Why we ditched PDF notarization

Published in

S1SEVEN

9 min readJan 9, 2023

Introduction

In June 2022, we at S1SEVEN decided to ditch a feature of our product we were proud of and had previously promoted in conversations with customers, prospects, and partners:

As an issuer of material certificates, I want to notarize the PDF rendering of digital material certificates on the Blockchain so that all PDF recipients can easily verify the integrity of its content.

Let’s skip the “notarization of a PDF” for now — it will be explained during the discussion. It wasn’t an easy decision; instead, it resulted from two years of thinking, discussions, experiments, and failures. In this post, we want to share the essential insights that have helped us make the decision.

To start with, let’s look back to the early days of PDF.

Idea of PDF

John Warnock, the co-founder of Adobe, was working on a project named “Camelot” in the early 1990s:

This project’s goal is to solve a fundamental problem that confronts today’s companies. The problem concerns our ability to communicate visual material between different computer applications and systems. The issue is that most programs print to a wide range of printers, but there is no universal way to communicate and view this printed information electronically.

He solved the problem successfully by developing the Portable Document Format, short PDF. It became an open standard in 2008 when the International Organization for Standardization published it as ISO 32000–1:2008, revised in 2020 as ISO 32000–2:2020.

As you are undoubtedly aware, PDF has become a massive success — Adobe counts more than 250 billion PDF documents opened in their Acrobat Reader application annually!

Application of PDF

S1SEVEN’s mission is to digitize material quality certificates, also called mill inspection reports, certificates of analysis, or similar. They are part of the delivery of materials such as steel, aluminum, copper, or industrial plastics, and they are regulated in Europe by the norm EN 10204–2:2004.

When the predecessor of EN10204, DIN 50049, was published in 1951, nobody could have imagined that sometime in the future, paper would be replaced by some form of “electronic document.” The problem in those days was that storing large quantities of electronic data was expensive, unreliable, and hard to access. Material certificates were created with typewriters, stamped and signed, and sent to customers by mail for decades.

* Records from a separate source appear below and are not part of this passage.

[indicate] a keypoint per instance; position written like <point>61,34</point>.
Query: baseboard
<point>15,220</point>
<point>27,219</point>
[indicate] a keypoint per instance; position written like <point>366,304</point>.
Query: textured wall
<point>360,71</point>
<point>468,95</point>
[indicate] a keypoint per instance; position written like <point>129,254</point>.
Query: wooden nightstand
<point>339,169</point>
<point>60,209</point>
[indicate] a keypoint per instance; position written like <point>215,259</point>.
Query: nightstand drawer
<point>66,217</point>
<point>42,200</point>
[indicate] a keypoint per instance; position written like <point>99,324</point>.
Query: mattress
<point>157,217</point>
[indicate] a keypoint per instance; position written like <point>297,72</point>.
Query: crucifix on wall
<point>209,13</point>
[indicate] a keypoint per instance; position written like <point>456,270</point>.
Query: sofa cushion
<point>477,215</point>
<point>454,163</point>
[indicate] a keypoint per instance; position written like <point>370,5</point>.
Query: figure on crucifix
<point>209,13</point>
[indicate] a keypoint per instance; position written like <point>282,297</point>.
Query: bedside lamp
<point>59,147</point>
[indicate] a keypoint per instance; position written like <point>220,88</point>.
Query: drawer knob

EN 10204 was published originally in 1995, obviously still relying on paper and mail. Computers were still relatively rare, and the exchange of data via networks was in its infancy. But computers and text processing programs started to substitute typewriters, so material certificates were created on computers, printed on paper, and sent by mail. Its revision in 2004 explicitly allows the transmission of CoAs electronically without sending a copy by mail. With the availability of PDF and email, it was apparent to create PDF documents and send them by email instead of printing and sending them by mail:

The PDF document looks exactly like the printout.
It is not so easy to tamper with.
Everybody can access them using free applications.

Using PDF was the most natural migration path from mail to electronic transmission: cheap and almost frictionless.

Limitations of PDF

Computers have become much more potent in the last two decades, and society started to understand the value data brings to the table. British scientist Clive Humby stated in 2006, “Data is the new oil.” This became famous a decade later when the Economist titled “The world’s most valuable resource is no longer oil, but data. “.

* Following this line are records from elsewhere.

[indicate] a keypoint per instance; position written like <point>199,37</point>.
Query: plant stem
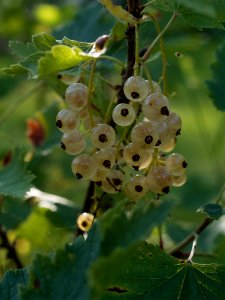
<point>149,50</point>
<point>11,251</point>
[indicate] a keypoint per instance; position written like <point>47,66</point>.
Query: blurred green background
<point>201,142</point>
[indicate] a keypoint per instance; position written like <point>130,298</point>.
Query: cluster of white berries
<point>136,163</point>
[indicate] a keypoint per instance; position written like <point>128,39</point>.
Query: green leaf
<point>200,21</point>
<point>13,212</point>
<point>60,58</point>
<point>15,180</point>
<point>145,272</point>
<point>118,12</point>
<point>64,275</point>
<point>21,49</point>
<point>43,41</point>
<point>10,282</point>
<point>216,85</point>
<point>212,210</point>
<point>121,230</point>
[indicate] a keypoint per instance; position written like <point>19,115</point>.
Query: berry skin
<point>136,88</point>
<point>76,96</point>
<point>123,114</point>
<point>66,121</point>
<point>135,156</point>
<point>144,134</point>
<point>156,107</point>
<point>84,221</point>
<point>176,163</point>
<point>84,166</point>
<point>103,136</point>
<point>105,158</point>
<point>113,182</point>
<point>73,143</point>
<point>159,180</point>
<point>136,188</point>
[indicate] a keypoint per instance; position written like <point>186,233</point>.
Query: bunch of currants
<point>134,162</point>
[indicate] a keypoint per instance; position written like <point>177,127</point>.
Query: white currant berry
<point>66,120</point>
<point>76,96</point>
<point>159,180</point>
<point>84,166</point>
<point>123,114</point>
<point>135,156</point>
<point>174,123</point>
<point>156,107</point>
<point>176,163</point>
<point>103,136</point>
<point>179,180</point>
<point>144,134</point>
<point>73,143</point>
<point>136,188</point>
<point>113,182</point>
<point>84,221</point>
<point>105,158</point>
<point>136,88</point>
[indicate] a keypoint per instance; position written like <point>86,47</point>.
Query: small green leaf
<point>216,85</point>
<point>43,41</point>
<point>21,49</point>
<point>15,180</point>
<point>60,58</point>
<point>121,230</point>
<point>63,276</point>
<point>10,282</point>
<point>144,272</point>
<point>201,21</point>
<point>212,210</point>
<point>118,12</point>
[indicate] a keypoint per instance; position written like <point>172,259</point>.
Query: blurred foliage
<point>44,226</point>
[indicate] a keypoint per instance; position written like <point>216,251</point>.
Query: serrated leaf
<point>212,210</point>
<point>118,12</point>
<point>60,58</point>
<point>64,275</point>
<point>13,212</point>
<point>10,282</point>
<point>121,230</point>
<point>216,85</point>
<point>44,41</point>
<point>15,180</point>
<point>200,21</point>
<point>145,272</point>
<point>21,49</point>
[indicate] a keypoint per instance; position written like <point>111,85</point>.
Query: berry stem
<point>149,50</point>
<point>90,90</point>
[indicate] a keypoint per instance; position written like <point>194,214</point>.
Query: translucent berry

The new problem: certificates contain a large quantity of data, but they can’t be accessed directly by computer — it has to be extracted. The tedious and ultimately unfeasible approach is to extract the data manually; the smarter one is to use computers. In the last two years, we have learned of many initiatives to extract data in material quality certificates with the help of OCR, ML, and AI. The general insights are always:

Each supplier creates a document with a slightly different structure.
Each supplier may reference the exact measurements slightly differently, which must be considered.
Manual reconciliation is still required due to recognition errors.
Even if standards for the structure and content exist, such as EN 10168 for steel certificates, everybody applies these in different ways.

After spending a substantial amount of money, the results are usually relatively meager.

Let us summarize the situation in the following way: PDFs are very efficient for visually representing data in a way that humans can process in seconds, but they are hard to process using machines. To make material data accessible for everybody easily and affordably, new technology has to be applied.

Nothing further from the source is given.